KÉTAMINE : Une piste thérapeutique prometteuse dans le trauma cérébral de l’enfant
La kétamine, une substance anesthésique et psychotrope pourrait être bénéfique pour le traitement des lésions cérébrales chez les enfants, conclut cette étude menée au Centre médical de l'Université Vanderbilt (Nashville). Publiées dans Critical Care Medicine, les conclusions confirment les promesses de l’anesthésique à réduire la pression intracrânienne chez ces enfants atteints de lésions cérébrales traumatiques.
L’auteur principal, le Dr Michael Wolf, professeur de pédiatrie et de chirurgie neurologique et directeur des soins neurocritiques à l'hôpital pour enfants Monroe Carell Jr. à Vanderbilt, rappelle que la kétamine est un médicament utilisé pour l'anesthésie depuis les années 70 et a déjà utilisée en clinique, pour traiter les troubles de l'humeur et la dépression sévère.
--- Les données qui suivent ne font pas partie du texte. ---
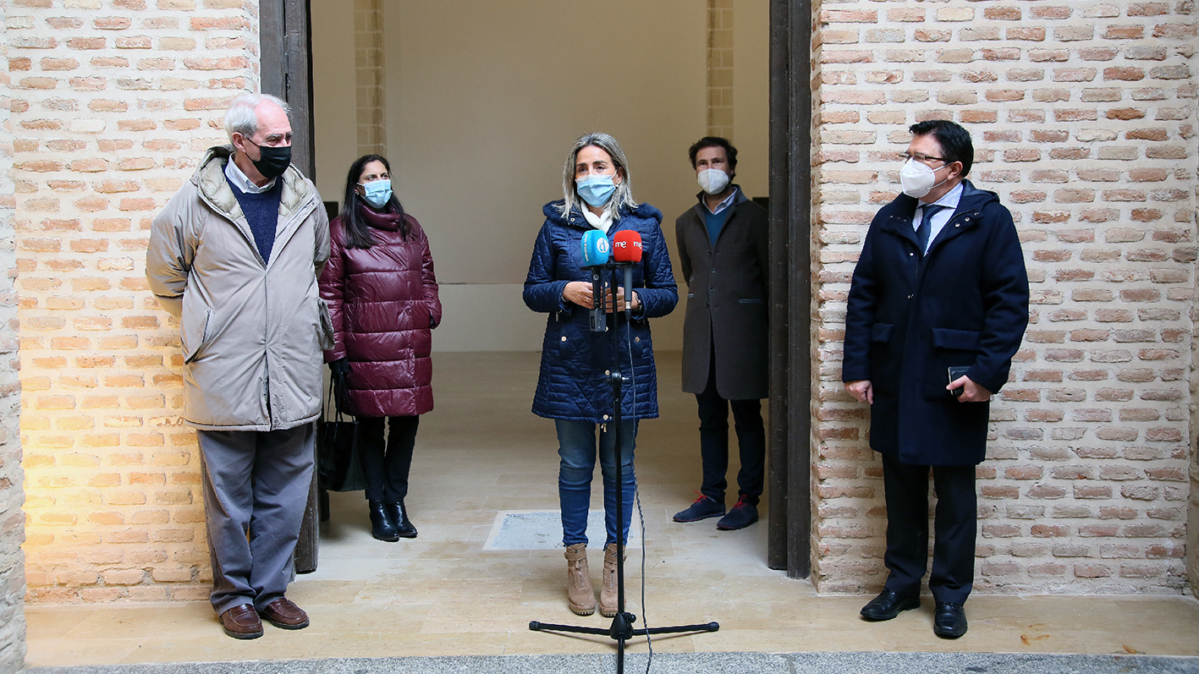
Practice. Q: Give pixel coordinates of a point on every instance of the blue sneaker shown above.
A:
(705, 506)
(741, 516)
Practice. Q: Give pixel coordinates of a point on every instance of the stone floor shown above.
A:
(481, 453)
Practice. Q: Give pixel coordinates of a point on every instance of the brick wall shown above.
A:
(1083, 116)
(113, 104)
(12, 521)
(719, 68)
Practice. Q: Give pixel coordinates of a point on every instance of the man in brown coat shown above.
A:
(235, 256)
(722, 247)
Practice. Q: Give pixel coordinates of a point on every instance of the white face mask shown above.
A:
(714, 181)
(917, 179)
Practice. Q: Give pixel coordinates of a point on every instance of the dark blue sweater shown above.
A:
(716, 223)
(263, 215)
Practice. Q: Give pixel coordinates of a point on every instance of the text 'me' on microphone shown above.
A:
(626, 251)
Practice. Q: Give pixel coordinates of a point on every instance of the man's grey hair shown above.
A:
(624, 194)
(241, 116)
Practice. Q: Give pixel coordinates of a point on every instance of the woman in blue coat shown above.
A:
(573, 389)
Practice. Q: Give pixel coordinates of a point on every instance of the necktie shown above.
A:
(926, 226)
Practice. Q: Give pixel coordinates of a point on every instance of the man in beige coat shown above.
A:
(235, 256)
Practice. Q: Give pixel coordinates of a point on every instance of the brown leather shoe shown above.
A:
(284, 614)
(241, 623)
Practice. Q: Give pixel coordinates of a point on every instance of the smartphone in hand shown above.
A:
(957, 372)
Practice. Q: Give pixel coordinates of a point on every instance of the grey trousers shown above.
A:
(255, 489)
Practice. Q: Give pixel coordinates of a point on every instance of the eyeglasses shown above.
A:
(921, 157)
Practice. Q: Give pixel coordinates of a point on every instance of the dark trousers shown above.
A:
(255, 489)
(385, 465)
(714, 441)
(956, 525)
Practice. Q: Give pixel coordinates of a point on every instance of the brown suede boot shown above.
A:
(608, 597)
(579, 594)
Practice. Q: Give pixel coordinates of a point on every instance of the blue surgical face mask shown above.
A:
(596, 190)
(378, 192)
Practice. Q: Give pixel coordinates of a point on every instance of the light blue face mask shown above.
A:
(378, 192)
(596, 190)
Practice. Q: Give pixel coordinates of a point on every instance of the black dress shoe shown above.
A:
(398, 515)
(950, 620)
(889, 605)
(380, 523)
De nombreuses recherches sur le potentiel du médicament en tant que traitement de la dépression et antidote aux pensées suicidaires ont déjà été publiées et en 2019, l’Agence américaine FDA a approuvé l'esketamine en spray intranasal, dérivée de la kétamine, à utiliser en association avec un dépresseur oral chez les adultes souffrant de dépression résistante au traitement.
On sait que la kétamine modifie clairement le fonctionnement d'importants systèmes de neurotransmetteurs dans de nombreuses zones clés du cerveau. Ainsi, la kétamine modifie la libération de glutamate qui régule une grande partie du système nerveux et aide le cerveau à se recâbler en créant de nouvelles connexions.
Jusque-là, la kétamine était évitée en cas de lésions cérébrales traumatiques en raison de précédentes études ayant suggéré que la substance pourrait augmenter la pression intracrânienne (PIC).
Et si la substance réduisait la pression intracrânienne ?
Des études plus récentes l’ont suggéré, rappelle l'auteur principal Michael Wolf, qui, avec son équipe a entrepris de réexaminer les effets de la kétamine sur la pression intracrânienne chez 33 enfants, âgés de 1 mois à 16 ans, admis en l'unité de soins intensifs pédiatriques (USIP) avec un trauma sévère, et dont 22 ont reçu de la kétamine comme dans le cadre d'un protocole de traitement éclairé par des lignes directrices fondées sur la preuve. 18 doses de kétamine ont ainsi été administrées pendant les crises de PIC chez 11 patients, et une diminution globale de la PIC a été observée :
« Non seulement la kétamine n'augmente pas la PIC, mais dans certains cas, elle peut même l'abaisser ».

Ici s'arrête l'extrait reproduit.